Obama Education Plan

Obama has been very progressive with many major topics involving the reform for a better America but he hasn't really tackled education with the intensity he has used on the war or the health bill. On March 13, 2010, the Bush Administration handed him a bill to reform the education system and Obama is currently re-writing it and will be proposing it soon. Time Magazine listed some of the highlights

— By 2020, all students graduating from high school would need to be ready for college or a career. That's a shift away from the current law, which calls for all students to be performing at grade level in reading and math by 2014.

— Give more rewards — money and flexibility — to high-poverty schools that are seeing big gains in student achievement and use them as a model for other schools in low-income neighborhoods that struggle with performance.

— Punish the lowest-performing 5 percent of schools using aggressive measures, such as having the state take over federal funding for poor students, replacing the principal and half the teaching staff or closing the school altogether.

— Duncan has said the name No Child Left Behind will be dropped because it is associated with a harsh law that punishes schools for not reaching benchmarks even if they've made big gains. He said the administration will work with Congress to come up with a new name.

Amy Wilkins, a vice president with The Education Trust in Washington, D.C., called the blueprint a "culture shift."
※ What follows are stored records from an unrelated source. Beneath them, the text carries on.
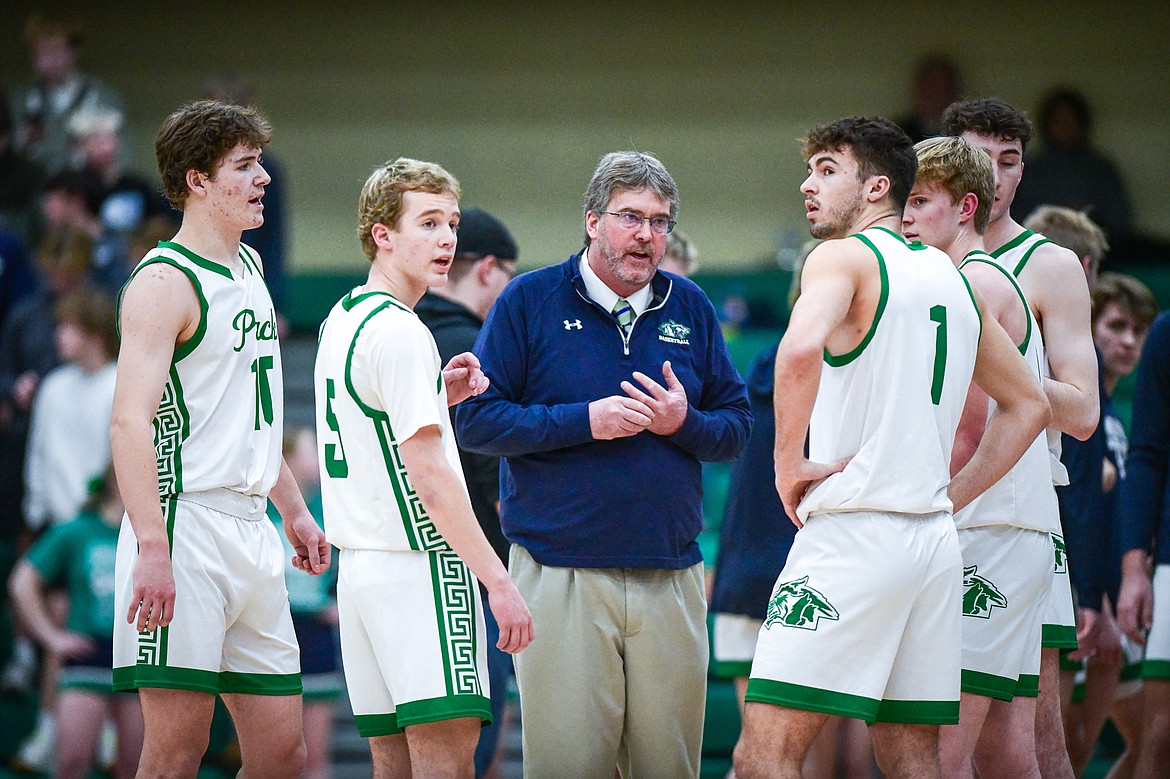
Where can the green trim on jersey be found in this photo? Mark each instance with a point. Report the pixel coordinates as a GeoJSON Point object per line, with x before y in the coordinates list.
{"type": "Point", "coordinates": [975, 303]}
{"type": "Point", "coordinates": [185, 349]}
{"type": "Point", "coordinates": [845, 359]}
{"type": "Point", "coordinates": [202, 262]}
{"type": "Point", "coordinates": [1027, 310]}
{"type": "Point", "coordinates": [1011, 245]}
{"type": "Point", "coordinates": [810, 698]}
{"type": "Point", "coordinates": [1058, 636]}
{"type": "Point", "coordinates": [1027, 686]}
{"type": "Point", "coordinates": [917, 246]}
{"type": "Point", "coordinates": [455, 593]}
{"type": "Point", "coordinates": [421, 533]}
{"type": "Point", "coordinates": [417, 712]}
{"type": "Point", "coordinates": [350, 301]}
{"type": "Point", "coordinates": [989, 686]}
{"type": "Point", "coordinates": [1157, 669]}
{"type": "Point", "coordinates": [249, 261]}
{"type": "Point", "coordinates": [171, 428]}
{"type": "Point", "coordinates": [1014, 242]}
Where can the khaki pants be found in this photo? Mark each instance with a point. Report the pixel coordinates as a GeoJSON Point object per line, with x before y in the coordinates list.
{"type": "Point", "coordinates": [617, 675]}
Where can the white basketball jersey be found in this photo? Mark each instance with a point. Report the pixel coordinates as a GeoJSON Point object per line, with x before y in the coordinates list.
{"type": "Point", "coordinates": [1013, 256]}
{"type": "Point", "coordinates": [1025, 496]}
{"type": "Point", "coordinates": [893, 404]}
{"type": "Point", "coordinates": [378, 380]}
{"type": "Point", "coordinates": [221, 415]}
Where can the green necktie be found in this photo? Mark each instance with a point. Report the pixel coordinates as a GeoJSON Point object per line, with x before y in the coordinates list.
{"type": "Point", "coordinates": [625, 314]}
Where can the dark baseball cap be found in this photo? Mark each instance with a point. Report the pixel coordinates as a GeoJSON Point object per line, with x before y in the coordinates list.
{"type": "Point", "coordinates": [481, 234]}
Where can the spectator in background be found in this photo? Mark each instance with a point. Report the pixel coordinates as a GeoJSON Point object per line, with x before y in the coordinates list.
{"type": "Point", "coordinates": [270, 239]}
{"type": "Point", "coordinates": [27, 352]}
{"type": "Point", "coordinates": [78, 556]}
{"type": "Point", "coordinates": [681, 256]}
{"type": "Point", "coordinates": [20, 180]}
{"type": "Point", "coordinates": [42, 110]}
{"type": "Point", "coordinates": [69, 434]}
{"type": "Point", "coordinates": [1067, 171]}
{"type": "Point", "coordinates": [484, 262]}
{"type": "Point", "coordinates": [121, 200]}
{"type": "Point", "coordinates": [936, 84]}
{"type": "Point", "coordinates": [1123, 309]}
{"type": "Point", "coordinates": [1143, 606]}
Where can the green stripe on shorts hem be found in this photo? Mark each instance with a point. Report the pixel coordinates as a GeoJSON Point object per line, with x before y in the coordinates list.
{"type": "Point", "coordinates": [132, 677]}
{"type": "Point", "coordinates": [417, 712]}
{"type": "Point", "coordinates": [260, 683]}
{"type": "Point", "coordinates": [1058, 636]}
{"type": "Point", "coordinates": [422, 711]}
{"type": "Point", "coordinates": [810, 698]}
{"type": "Point", "coordinates": [919, 712]}
{"type": "Point", "coordinates": [731, 668]}
{"type": "Point", "coordinates": [1029, 686]}
{"type": "Point", "coordinates": [990, 686]}
{"type": "Point", "coordinates": [1156, 669]}
{"type": "Point", "coordinates": [371, 725]}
"One of the things America has not been clear about is what k-12 is supposed to do," Wilkins said. "In this, we're saying K-12 is supposed to prepare kids for college and meaningful careers."

Although I feel that like most politicians Obama will promise us more than he can actually give us, I still really like the idea of rewarding schools with success. It's planned that more than four billion dollars will be given to the education system, which hasn't been done in forty five years.